Yesterday, I was thinking some more about uses for RSS with library OPACs. The idea of having an RSS feed for new books continues to nag me, but without more technical knowledge, I know this is something that I couldn’t make work. Then something clicked, and I called up our library systems administrator to ask him a few questions. As I suspected, our new books list in the OPAC is a text file that is generated by a script that searches the catalog database once a week. I began to ponder what it would take to convert that flat file into XML, and if would it be possible to automate that process.

I grabbed a copy of the flat file from the server and took a look at it, just to see what was there. First off, I realized that there was quite a bit of extraneous information that will need to be stripped out. That could be done easily by hand with a few search & replace commands and some spreadsheet manipulation. So, the easy way out would be to do it all by hand every week. Here* is what I was able to do after some trial and error, working with books added in the previous week.

A harder route would be to put together a program that would take the cleaned up but still raw text file and convert each line into <item> entries, with appropriate fields for <title> (book title), <description> (publication information & location), <category> (collection), etc. This new XML file would replace the old one every week. If I knew any Perl or ColdFusion, I’m certain that I could whip something up fairly quickly.

The ideal option would be to write a program that goes into the catalog daily and pulls out information about new books added and generates the XML file from that. I suspect that it would work similarly to Michael Doran‘s New Books List program, but would go that extra step of converting the information in to RSS-friendly XML.

If anyone knows of some helper programs or if someone out there in library land is developing a program like this, please let me know.

* File is now missing. I think I may have delete it by accident. 1/13/05

rss journals

What if your favorite professional journals were delivered to your desktop via RSS?

Today I was commenting to my boss that I had found a resource of professional literature that was not dry or irrelevant — all of the library blogs sent daily to my RSS feed reader. That got me thinking a bit more, and it made me wonder what other uses could be made of RSS. One that had occurred to me the other week is having an RSS feed of new books as they are added to the catalog. I even found some discussion of such a tool on several blogs, as well as a resource called Project FLOW which plans to put together a toolkit of innovative add-on features for web OPACs.

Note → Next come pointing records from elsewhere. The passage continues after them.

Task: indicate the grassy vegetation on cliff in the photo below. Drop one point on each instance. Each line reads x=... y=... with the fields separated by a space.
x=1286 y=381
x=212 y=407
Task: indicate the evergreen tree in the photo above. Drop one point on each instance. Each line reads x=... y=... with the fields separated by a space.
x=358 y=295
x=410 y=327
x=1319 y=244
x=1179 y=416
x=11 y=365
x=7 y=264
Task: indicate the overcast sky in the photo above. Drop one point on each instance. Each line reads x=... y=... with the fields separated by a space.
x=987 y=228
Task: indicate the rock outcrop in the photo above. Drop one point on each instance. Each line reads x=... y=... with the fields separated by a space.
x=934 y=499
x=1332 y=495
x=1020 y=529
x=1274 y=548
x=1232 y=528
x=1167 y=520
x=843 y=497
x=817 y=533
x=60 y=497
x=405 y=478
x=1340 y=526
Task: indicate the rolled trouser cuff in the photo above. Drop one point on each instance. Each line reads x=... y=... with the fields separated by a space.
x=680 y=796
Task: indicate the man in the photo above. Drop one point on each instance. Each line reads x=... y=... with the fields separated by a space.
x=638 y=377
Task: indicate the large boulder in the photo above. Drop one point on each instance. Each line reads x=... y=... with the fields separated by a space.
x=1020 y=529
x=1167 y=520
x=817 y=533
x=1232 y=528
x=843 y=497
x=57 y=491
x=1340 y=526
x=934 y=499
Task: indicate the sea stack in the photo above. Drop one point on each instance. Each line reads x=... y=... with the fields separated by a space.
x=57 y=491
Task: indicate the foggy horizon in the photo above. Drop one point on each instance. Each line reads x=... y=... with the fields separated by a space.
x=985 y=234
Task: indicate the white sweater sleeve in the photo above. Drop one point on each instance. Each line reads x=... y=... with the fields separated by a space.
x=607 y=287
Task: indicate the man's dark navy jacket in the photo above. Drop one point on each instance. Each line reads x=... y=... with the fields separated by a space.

Another idea that occurred to me this evening is publication through subscription RSS feeds (or even open-access models). For instance, the PLoS Biology journal recently released to the world could announce new articles or issues by making them available through an RSS feed, instead of or in addition to their current method of email announcements. Similarly, if I have an online subscription to Serials Review, I could get articles sent to me through some sort of secure RSS feed available only to subscribers. This method could come in handy for those publications that post articles online before they are published in the print editions, which mainly occurs in the sciences.

Now, I am not someone most people would consider to be an original thinker, so I figured that if this idea had occurred to me, then surely some of the more geeky types would have thought of it already. Sure enough, Wired already sports this feature on their website. Maybe some of the geeky library publications will soon follow?